Lina Bo Bardi was a Brazilian modernist architect born in Italy. A prolific architect and designer, Lina Bo Bardi devoted her working life, most of it spent in Brazil, to promoting the social and cultural potential of architecture and design. She was also famed for the furniture and jewellery designs.
After graduating from the Rome College of Architecture in 1939 at the age of 25 with her final piece, “The Maternity and Infancy Care Centre”, she moved to Milan to begin working with architect Carlo Pagani in the Studio Bo e Pagani, No 12, Via Gesù. Lina collaborated (until 1943) with architect and designer Giò Ponti on the magazine Lo Stile – nella casa e nell’arredamento. In 1942, at the age of 28, she opened her own architectural studio on Via Gesù, but the lack of work during wartime soon led Bardi to take up illustration for newspapers and magazines such as Stile, Grazia, Belleza, Tempo, Vetrinaand Illustrazione Italiana. The following year, Bardi was invited to run Domus magazine. However, she didn’t receive many commissions before her office was destroyed by an aerial bombing in 1943.
The event prompted her deeper involvement in the Italian Communist Party. In 1945, Domus commissioned Lina to travel around Italy with Carlo Pagani and photographer Federico Patellani to document and evaluate the situation of the destroyed country. Lina, Pagani and Bruno Zevi established the weekly magazine A – Attualità, Architettura, Abitazione, Arte in Milan (A Cultura della Vita). She also collaborated on the daily newspaper Milano Sera, directed by Elio Vittorini. Lina took part in the First National Meeting for Reconstruction in Milan, alerting people to the indifference of public opinion on the subject, which for her covered both the physical and moral reconstruction of the country.
In 1946, Lina moved to Rome and married Pietro Maria Bardi.

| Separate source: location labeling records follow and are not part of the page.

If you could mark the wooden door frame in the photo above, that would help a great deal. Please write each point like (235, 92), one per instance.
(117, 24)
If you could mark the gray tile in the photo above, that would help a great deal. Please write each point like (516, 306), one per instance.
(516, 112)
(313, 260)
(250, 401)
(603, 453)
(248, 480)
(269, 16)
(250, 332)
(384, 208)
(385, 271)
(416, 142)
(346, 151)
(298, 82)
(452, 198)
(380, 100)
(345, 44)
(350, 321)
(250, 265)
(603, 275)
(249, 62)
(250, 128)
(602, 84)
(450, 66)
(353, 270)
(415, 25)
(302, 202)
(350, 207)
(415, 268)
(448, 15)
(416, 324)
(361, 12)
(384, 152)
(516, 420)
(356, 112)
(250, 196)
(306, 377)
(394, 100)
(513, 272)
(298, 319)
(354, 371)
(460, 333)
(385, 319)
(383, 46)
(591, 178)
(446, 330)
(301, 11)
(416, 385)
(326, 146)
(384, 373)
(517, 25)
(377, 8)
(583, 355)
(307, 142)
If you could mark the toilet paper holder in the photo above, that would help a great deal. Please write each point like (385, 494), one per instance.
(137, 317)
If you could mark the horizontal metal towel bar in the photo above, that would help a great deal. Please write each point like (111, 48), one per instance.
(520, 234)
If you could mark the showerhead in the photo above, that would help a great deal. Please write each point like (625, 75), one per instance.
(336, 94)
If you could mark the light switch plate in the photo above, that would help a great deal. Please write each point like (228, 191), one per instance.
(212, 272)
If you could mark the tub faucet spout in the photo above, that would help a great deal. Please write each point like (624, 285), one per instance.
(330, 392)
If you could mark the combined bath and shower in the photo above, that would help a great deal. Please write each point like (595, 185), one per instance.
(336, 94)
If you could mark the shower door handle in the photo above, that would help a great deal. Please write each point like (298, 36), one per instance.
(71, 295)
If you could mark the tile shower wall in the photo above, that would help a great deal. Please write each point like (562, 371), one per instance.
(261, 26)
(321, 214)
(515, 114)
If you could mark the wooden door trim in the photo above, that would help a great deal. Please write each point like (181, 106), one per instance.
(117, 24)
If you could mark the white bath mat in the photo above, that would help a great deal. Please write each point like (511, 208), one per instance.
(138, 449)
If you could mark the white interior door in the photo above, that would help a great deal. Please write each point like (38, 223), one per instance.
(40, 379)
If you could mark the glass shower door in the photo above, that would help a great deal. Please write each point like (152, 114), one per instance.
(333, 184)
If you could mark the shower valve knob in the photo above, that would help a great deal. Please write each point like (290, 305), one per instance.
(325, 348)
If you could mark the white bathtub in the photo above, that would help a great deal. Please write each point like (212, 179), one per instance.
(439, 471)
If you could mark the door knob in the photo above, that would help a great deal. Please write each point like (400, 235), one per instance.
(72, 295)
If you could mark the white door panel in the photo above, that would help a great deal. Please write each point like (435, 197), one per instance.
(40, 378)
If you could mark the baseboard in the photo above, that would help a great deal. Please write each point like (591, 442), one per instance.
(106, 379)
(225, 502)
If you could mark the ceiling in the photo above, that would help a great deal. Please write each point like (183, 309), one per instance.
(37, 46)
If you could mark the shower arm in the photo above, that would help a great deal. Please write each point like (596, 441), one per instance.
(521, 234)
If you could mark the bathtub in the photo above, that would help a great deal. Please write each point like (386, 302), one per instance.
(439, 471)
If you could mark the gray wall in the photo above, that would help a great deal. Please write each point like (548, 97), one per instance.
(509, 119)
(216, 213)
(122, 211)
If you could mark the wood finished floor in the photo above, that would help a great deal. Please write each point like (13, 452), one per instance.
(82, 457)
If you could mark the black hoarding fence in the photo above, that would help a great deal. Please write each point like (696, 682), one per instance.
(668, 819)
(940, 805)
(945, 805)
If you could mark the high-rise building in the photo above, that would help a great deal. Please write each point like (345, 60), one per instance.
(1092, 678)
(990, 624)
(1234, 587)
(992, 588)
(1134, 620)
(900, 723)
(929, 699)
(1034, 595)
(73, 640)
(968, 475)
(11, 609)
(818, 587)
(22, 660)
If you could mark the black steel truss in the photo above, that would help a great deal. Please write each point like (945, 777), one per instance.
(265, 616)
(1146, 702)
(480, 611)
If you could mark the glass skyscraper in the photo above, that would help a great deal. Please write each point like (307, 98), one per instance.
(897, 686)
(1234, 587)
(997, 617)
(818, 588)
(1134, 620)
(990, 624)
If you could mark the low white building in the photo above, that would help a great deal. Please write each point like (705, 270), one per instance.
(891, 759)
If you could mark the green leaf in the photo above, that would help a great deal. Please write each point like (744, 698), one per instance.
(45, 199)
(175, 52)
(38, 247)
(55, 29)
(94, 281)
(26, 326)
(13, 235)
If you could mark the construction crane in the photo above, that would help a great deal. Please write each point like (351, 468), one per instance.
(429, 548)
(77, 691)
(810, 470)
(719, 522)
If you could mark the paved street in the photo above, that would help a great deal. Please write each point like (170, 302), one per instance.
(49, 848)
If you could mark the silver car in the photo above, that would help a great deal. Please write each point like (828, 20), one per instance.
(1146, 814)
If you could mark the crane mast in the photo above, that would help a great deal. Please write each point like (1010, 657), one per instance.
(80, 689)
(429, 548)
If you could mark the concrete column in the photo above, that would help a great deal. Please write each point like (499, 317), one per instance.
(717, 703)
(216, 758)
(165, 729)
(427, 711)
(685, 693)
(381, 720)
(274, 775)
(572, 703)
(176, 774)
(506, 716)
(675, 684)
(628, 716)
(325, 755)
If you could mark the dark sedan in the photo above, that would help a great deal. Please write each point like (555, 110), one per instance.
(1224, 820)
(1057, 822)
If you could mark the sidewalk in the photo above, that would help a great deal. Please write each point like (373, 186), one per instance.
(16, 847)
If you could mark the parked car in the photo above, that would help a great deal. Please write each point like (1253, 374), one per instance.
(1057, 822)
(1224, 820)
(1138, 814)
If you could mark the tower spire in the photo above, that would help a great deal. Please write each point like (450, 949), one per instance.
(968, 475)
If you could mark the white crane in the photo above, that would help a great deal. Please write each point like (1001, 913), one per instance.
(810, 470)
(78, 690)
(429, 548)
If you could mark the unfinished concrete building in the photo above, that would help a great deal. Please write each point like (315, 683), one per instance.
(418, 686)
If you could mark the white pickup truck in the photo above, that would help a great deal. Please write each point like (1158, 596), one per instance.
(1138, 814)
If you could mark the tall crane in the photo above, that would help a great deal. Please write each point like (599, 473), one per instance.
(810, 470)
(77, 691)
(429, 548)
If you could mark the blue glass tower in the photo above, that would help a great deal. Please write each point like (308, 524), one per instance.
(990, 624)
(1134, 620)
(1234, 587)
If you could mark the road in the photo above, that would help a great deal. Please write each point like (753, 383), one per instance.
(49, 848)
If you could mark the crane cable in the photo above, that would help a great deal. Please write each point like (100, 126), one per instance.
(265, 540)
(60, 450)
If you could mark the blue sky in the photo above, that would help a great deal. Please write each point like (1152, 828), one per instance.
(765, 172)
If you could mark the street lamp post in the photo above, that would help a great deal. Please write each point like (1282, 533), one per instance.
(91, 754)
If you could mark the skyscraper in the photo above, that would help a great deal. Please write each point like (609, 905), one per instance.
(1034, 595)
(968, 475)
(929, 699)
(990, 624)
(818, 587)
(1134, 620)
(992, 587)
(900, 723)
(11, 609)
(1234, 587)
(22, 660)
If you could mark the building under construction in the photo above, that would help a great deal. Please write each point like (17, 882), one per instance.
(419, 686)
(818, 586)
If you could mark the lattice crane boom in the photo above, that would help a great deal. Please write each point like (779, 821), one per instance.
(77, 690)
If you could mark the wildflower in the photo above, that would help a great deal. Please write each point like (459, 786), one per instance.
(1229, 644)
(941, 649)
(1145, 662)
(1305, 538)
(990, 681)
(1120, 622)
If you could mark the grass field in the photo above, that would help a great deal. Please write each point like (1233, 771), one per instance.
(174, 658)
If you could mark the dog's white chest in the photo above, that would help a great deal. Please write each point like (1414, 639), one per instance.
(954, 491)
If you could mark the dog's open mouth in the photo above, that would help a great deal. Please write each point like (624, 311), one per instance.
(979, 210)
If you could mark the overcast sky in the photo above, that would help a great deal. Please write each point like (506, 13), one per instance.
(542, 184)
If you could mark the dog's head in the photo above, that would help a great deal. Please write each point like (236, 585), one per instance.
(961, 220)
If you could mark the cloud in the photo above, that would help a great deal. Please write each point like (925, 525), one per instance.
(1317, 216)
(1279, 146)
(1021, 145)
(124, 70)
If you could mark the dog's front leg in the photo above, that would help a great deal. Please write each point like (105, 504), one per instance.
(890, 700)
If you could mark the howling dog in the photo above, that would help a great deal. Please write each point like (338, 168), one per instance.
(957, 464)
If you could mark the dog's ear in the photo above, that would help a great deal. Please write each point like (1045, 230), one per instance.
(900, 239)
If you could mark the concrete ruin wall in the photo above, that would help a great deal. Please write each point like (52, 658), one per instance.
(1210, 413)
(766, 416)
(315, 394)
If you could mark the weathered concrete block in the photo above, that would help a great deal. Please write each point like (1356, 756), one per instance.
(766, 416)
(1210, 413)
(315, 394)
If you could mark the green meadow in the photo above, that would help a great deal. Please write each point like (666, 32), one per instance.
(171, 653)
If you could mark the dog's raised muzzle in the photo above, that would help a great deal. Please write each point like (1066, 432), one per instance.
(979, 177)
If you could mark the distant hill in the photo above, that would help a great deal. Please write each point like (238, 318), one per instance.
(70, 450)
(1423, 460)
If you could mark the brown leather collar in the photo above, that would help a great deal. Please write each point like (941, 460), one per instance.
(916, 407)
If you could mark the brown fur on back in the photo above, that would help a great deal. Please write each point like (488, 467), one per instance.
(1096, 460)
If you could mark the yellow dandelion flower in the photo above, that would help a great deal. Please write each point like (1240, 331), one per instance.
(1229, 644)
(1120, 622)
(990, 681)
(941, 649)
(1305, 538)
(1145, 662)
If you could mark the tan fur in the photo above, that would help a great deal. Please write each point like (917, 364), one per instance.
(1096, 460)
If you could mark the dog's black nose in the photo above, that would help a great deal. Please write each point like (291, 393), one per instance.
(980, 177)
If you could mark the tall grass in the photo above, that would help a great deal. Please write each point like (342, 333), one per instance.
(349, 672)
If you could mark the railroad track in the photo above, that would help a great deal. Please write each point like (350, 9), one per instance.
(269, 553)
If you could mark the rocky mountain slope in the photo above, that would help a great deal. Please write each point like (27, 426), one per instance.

In October Lina and her husband travelled to South America. In Rio, they were received by the IAB (Institute of Brazilian Architects). Bardi quickly re-established her practice in Brazil, a country which had a profound effect on her creative thinking. She and her husband co-founded the influential art magazine Habitat. The magazine’s title referenced Bardi’s conceptualization of the ideal interior as a “habitat” designed to maximize human potential.
In 1947, Assis Chateaubriand invited Pietro Maria Bardi to establish and run a Museum of Art. São Paulo was chosen despite Lina’s preference for Rio de Janeiro. MASP (The Museum of Art of São Paulo) was established on 2nd October, with temporary offices on the second floor of the headquarters of the Diários Associados on Rua Sete de Abril. Lina designed the conversion of the building into a museum. She also designed the new headquarters for the Diários Associados on Rua Álvaro de Carvalho, São Paulo, and designed jewellery using Brazilian gemstones.
In 1948, The Studio d’Arte Palma was established on the 18th floor of a building by Polish architect Lucjan Korngold (N˚ 66 Praça Bráulio Gomes, São Paulo), bringing Pietro Maria Bardi, Lina, Giancarlo Palanti (until 1951) and Valeria Piacentini Cirell (responsible for the antiquarian section) together.
Bo Bardi became a naturalized Brazilian citizen in 1951, the same year she completed her first built work, her own “Glass House” in the new neighborhood of Morumbi. Italian rationalism shaped this first work, but immersed in Brazilian culture her creative thinking began to become more expressive.